Heintzelman's other projects include an analysis of the relationship between the location of wind energy facilities and declining property values, and how environmental indicators, like the presence of the Common Loon on an Adirondack lake, have a substantial impact on property values.
Heintzelman used an extensive dataset of Adirondack property transactions, which isolated the impacts on property values of many factors, including lake water quality, data like water acidity, as well as indicator measures, such as the presence or absence of loons, a waterfowl that is highly sensitive to water pollution.
"Preliminary results suggest that when making property transaction decisions, homeowners value being on or near water bodies that are less threatened by acidity and contain loons," says Heintzelman.

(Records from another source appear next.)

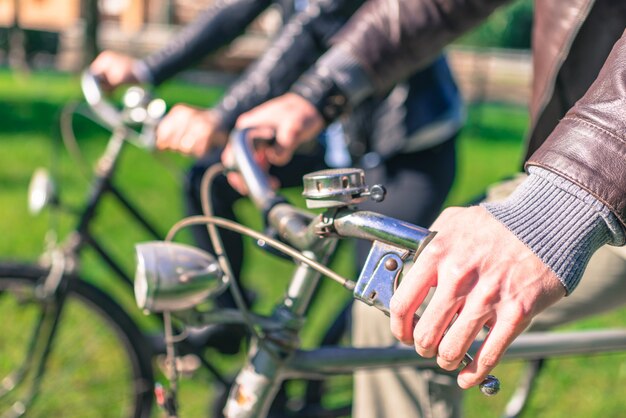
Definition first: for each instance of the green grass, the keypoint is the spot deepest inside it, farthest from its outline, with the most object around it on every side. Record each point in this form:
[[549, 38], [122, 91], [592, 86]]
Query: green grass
[[489, 149]]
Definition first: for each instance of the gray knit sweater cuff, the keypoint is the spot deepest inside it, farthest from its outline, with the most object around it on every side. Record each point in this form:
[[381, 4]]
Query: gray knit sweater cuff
[[560, 222]]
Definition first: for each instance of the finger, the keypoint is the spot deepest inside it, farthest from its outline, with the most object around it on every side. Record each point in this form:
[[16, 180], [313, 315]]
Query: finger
[[166, 135], [457, 340], [407, 298], [286, 143], [434, 321], [253, 118], [489, 354], [237, 183]]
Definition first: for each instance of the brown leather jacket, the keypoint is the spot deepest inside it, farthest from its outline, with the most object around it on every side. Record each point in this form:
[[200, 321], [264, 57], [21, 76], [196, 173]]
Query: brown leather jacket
[[579, 49]]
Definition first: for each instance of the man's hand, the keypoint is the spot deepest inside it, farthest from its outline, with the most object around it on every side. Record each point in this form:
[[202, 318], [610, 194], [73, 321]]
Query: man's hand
[[113, 69], [483, 274], [190, 131], [293, 119]]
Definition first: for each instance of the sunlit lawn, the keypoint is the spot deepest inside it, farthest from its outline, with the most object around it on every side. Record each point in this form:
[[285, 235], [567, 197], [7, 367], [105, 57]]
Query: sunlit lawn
[[489, 149]]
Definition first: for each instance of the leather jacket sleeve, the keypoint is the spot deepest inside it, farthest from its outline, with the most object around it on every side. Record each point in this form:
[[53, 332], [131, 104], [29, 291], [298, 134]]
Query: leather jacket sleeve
[[588, 147], [383, 43], [214, 28], [301, 42]]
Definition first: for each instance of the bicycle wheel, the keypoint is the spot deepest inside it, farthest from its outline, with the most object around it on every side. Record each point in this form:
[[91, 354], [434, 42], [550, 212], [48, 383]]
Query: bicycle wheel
[[97, 364]]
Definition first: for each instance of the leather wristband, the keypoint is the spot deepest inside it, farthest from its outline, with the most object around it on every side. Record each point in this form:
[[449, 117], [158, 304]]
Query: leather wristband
[[323, 93]]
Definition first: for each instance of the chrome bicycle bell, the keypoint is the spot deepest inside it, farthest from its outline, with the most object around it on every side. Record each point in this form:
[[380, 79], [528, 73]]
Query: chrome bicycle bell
[[338, 187]]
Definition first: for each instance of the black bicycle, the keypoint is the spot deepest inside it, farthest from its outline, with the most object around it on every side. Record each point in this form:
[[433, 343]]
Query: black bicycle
[[71, 349]]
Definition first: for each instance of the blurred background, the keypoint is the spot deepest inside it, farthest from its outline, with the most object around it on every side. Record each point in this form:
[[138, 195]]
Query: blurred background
[[44, 44]]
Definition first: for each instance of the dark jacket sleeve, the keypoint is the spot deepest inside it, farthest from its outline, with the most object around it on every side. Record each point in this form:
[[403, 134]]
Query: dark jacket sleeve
[[301, 42], [214, 28], [392, 39], [385, 42], [588, 146]]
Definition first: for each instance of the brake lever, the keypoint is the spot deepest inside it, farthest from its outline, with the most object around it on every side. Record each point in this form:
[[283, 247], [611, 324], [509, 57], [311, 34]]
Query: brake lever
[[377, 283]]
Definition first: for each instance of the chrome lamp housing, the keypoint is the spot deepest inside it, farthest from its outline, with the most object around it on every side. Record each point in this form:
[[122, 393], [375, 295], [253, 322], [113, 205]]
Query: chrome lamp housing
[[41, 191], [175, 277]]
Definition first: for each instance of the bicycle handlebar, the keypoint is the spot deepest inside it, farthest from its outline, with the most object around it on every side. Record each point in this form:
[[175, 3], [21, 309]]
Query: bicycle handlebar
[[393, 239]]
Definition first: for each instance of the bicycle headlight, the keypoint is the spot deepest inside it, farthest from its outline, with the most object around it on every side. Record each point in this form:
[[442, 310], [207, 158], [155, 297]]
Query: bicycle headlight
[[41, 191], [174, 277]]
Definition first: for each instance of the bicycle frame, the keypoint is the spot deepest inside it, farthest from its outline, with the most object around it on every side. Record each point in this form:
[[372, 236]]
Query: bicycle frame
[[275, 355]]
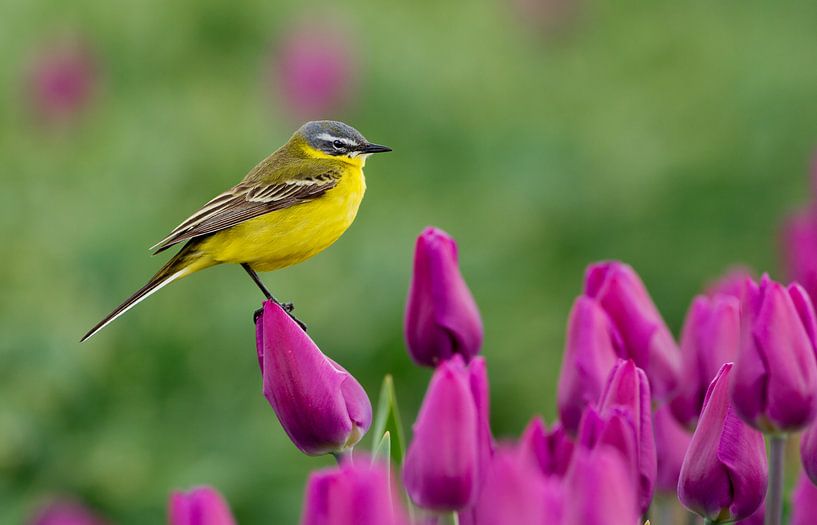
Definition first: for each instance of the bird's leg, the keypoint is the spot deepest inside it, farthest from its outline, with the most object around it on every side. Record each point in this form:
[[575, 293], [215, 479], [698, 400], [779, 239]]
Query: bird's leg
[[287, 307]]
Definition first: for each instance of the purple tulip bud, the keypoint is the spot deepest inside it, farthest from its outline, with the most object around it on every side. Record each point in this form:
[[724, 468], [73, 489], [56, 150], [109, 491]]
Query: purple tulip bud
[[646, 338], [601, 486], [808, 452], [590, 354], [551, 451], [62, 80], [66, 512], [316, 70], [321, 406], [710, 338], [775, 384], [355, 493], [441, 468], [199, 506], [724, 474], [442, 319], [671, 442], [804, 502], [628, 388], [515, 493], [799, 239]]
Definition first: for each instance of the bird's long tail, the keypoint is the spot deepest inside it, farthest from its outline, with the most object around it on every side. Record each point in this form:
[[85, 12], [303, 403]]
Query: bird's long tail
[[183, 263]]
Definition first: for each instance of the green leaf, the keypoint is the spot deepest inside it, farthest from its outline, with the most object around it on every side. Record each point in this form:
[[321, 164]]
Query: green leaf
[[387, 420]]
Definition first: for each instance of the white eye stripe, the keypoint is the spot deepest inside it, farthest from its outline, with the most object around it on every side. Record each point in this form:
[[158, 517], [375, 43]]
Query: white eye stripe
[[331, 138]]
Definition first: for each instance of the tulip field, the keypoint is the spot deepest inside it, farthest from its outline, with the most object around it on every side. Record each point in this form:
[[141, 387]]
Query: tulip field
[[580, 290]]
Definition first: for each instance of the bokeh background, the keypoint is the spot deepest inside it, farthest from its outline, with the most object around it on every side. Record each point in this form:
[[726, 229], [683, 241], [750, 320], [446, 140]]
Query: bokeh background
[[542, 134]]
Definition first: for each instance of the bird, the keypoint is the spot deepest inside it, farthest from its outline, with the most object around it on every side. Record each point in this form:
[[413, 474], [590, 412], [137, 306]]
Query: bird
[[291, 206]]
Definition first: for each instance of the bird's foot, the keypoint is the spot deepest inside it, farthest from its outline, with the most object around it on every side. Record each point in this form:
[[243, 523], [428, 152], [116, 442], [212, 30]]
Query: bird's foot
[[287, 307]]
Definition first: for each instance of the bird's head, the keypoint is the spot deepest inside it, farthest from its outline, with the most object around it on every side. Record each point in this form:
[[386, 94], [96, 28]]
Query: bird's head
[[331, 138]]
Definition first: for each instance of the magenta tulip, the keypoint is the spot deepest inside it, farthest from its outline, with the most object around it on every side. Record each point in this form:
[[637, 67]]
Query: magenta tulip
[[315, 70], [804, 502], [63, 79], [551, 451], [590, 354], [199, 506], [723, 477], [515, 493], [710, 338], [627, 388], [442, 319], [775, 383], [321, 406], [645, 337], [808, 452], [66, 512], [441, 468], [601, 488], [671, 443], [355, 493]]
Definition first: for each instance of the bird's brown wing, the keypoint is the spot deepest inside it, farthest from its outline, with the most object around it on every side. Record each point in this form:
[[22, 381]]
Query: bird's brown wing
[[247, 201]]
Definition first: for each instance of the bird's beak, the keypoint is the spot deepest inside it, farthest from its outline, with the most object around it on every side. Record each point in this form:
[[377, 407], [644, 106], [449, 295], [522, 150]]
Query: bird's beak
[[374, 148]]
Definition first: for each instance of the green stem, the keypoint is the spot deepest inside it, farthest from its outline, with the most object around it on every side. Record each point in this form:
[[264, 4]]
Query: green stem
[[774, 495]]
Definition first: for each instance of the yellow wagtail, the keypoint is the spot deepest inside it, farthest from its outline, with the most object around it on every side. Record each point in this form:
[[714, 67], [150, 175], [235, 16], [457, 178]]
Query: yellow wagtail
[[291, 206]]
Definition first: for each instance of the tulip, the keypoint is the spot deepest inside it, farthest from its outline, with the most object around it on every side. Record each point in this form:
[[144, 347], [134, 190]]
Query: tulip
[[723, 477], [441, 468], [710, 338], [590, 354], [804, 502], [321, 406], [808, 452], [199, 506], [515, 493], [62, 80], [645, 337], [800, 249], [775, 385], [602, 488], [315, 70], [442, 319], [66, 512], [671, 443], [627, 388], [551, 451], [354, 493]]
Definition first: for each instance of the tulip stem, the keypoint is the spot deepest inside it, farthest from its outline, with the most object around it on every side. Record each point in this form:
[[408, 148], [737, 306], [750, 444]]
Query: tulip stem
[[774, 495]]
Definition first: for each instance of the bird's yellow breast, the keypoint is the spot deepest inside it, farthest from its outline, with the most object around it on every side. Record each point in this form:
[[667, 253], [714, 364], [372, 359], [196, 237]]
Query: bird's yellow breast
[[289, 236]]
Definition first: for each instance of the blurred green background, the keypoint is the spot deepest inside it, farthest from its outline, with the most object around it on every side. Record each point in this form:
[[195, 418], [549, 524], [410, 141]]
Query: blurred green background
[[542, 134]]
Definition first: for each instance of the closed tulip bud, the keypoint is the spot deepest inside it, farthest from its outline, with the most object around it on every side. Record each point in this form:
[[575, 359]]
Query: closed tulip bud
[[775, 384], [315, 70], [355, 493], [602, 488], [441, 467], [66, 512], [515, 493], [590, 354], [808, 452], [442, 319], [322, 408], [551, 451], [199, 506], [671, 442], [645, 336], [710, 338], [627, 388], [724, 474], [804, 502]]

In fact, the researcher and his team found that the presence of loons generates a premium on property transactions of 7-8 percent, which for the average lakefront house is $13,500. Likewise, the presence of invasive plants, such as milfoil, reduces transaction prices by approximately 7 percent.
"These results suggest that there are significant benefits to Adirondack homeowners from regulations, which would improve water quality and aquatic ecosystems," says Heintzelman.